Designing a Peer Support Platform for Cancer Survivors & Patients

Designing a space where young adults with cancer find each other – and themselves.

RoleUX Designer
Timeline2 months
Team1 designer, 1 founder
ToolsFigma, iOS Human Interface Guidelines, Miro
Full prototype launchedNonprofit funded & investors secured

Overview

Alike is a UK-based charity built for young adults impacted by cancer – a group chronically underserved by existing support structures. The founder, a cancer survivor herself, had a clear vision: a peer-led digital community where people could connect not around their diagnosis, but around who they are. I was brought in through Toptal as a freelance UX designer to shape the iOS app experience from the ground up – no brief, no prior design, just a founder with a mission and a prototype deadline. The work needed to be fast, sensitive, and exactly right.

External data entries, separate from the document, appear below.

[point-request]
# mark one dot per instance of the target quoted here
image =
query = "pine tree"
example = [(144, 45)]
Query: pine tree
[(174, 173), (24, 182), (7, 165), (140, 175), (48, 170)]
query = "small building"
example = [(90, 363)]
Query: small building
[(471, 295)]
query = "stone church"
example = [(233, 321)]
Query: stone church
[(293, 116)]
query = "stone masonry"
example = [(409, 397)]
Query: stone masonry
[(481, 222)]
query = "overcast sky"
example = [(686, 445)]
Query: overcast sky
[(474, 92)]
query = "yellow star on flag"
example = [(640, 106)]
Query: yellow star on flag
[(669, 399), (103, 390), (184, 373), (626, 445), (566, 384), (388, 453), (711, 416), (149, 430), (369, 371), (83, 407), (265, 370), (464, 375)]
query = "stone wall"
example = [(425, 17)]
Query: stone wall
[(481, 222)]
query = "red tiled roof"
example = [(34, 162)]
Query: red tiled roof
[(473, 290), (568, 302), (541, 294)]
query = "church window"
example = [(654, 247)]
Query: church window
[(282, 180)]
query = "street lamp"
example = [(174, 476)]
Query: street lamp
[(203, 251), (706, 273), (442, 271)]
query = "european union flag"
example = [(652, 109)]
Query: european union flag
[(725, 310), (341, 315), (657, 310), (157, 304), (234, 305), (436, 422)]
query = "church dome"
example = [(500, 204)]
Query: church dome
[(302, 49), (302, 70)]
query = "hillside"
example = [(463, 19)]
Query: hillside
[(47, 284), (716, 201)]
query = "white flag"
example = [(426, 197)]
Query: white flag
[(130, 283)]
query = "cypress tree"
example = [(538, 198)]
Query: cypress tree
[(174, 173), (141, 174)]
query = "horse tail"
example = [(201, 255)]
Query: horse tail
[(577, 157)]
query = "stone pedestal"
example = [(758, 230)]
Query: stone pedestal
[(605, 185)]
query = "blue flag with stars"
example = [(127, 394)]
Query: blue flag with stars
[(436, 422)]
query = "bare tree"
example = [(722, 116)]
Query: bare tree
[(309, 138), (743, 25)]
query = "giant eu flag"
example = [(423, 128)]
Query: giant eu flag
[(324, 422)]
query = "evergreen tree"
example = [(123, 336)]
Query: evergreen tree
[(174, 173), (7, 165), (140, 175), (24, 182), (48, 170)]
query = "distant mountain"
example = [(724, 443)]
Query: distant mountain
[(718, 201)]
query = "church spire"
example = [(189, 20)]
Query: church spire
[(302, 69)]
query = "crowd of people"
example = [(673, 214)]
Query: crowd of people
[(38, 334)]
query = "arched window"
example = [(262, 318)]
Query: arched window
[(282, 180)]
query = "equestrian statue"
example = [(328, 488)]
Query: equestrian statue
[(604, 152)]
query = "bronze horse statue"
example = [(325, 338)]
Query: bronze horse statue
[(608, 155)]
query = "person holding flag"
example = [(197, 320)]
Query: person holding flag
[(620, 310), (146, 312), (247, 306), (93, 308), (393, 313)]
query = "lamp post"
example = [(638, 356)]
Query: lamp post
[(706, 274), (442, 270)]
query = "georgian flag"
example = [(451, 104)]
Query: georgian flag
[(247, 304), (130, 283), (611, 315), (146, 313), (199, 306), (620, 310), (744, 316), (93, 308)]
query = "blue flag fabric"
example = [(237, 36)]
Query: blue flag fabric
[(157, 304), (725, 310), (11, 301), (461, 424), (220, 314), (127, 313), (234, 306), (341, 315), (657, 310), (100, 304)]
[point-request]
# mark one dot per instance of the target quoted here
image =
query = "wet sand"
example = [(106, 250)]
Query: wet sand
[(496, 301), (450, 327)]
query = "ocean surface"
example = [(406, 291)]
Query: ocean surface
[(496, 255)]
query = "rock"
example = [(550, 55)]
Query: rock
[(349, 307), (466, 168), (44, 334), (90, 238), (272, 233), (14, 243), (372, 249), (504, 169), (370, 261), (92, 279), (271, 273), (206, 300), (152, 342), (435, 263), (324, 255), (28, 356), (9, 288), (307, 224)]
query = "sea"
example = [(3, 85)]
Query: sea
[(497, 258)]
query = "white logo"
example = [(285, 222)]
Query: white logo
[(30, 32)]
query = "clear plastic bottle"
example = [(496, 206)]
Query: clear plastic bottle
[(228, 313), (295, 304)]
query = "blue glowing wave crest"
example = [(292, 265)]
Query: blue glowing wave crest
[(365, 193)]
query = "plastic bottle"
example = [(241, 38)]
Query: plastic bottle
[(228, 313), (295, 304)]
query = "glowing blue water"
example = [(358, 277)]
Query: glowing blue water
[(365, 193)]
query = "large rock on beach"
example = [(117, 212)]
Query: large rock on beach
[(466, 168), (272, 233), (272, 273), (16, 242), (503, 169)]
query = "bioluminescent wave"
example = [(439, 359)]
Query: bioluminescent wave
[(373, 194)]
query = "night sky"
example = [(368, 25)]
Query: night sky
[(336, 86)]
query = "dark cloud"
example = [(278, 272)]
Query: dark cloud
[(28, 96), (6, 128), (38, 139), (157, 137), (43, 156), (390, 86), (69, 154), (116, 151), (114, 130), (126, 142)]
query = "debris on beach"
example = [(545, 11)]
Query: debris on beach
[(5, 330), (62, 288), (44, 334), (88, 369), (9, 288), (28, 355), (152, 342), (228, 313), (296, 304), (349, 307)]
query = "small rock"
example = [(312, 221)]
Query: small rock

The prototype would determine whether the nonprofit could secure the funding to become real.

Problem Space

Understanding the challenge.

Business Challenge

The founder needed a high-fidelity iOS prototype compelling enough to attract investors and donors to a nonprofit that didn't yet exist in digital form. The design had to communicate trustworthiness, emotional safety, and clear utility – simultaneously to two audiences: the young adults who would use it and the funders who needed to believe in it. There was no room for a version one that felt rough.

User Pain Points

Young adults with cancer occupy an emotional space that most digital products aren't designed for – somewhere between vulnerability and fierce independence. They don't want to be defined by their diagnosis. They want connection that feels human first, medical second. Research with the founder – herself a peer of the intended users – revealed that the most dangerous design decision would be leading with cancer type. That information, shown too soon, reduces a whole person to a condition. The app needed to show the person first.

Constraints

The project was a two-person operation: one designer, one founder. Every decision needed to move quickly and carry weight. iOS design conventions had to be respected to make the prototype feel credible and native – a rough prototype could undermine donor confidence. The subject matter required emotional sensitivity that typical UX frameworks don't account for – language, imagery, and interaction patterns all carried more consequence than in a commercial product.

Research

How we listened.

Deep founder interviews (cancer survivor perspective as primary research)
User persona development for young adult cancer patients
Experience strategy brainstorming sessions
Review of existing cancer support platforms and their emotional failures
User journey mapping across diagnosis, isolation, and recovery phases
iOS HIG review for native interaction credibility

Key Insights

  • 1Cancer type should not appear on initial peer profiles – it doesn't define a person, it's a temporary struggle
  • 2The app needed to feel inviting, genuine, safe, and uplifting – four qualities rarely found together in health-adjacent products
  • 3Peer connection needed to feel chosen, not assigned – users needed agency in who they reached out to
  • 4Onboarding was the highest-stakes moment: if it felt clinical or bureaucratic, trust would never recover

It doesn't define a person – it is just a temporary struggle.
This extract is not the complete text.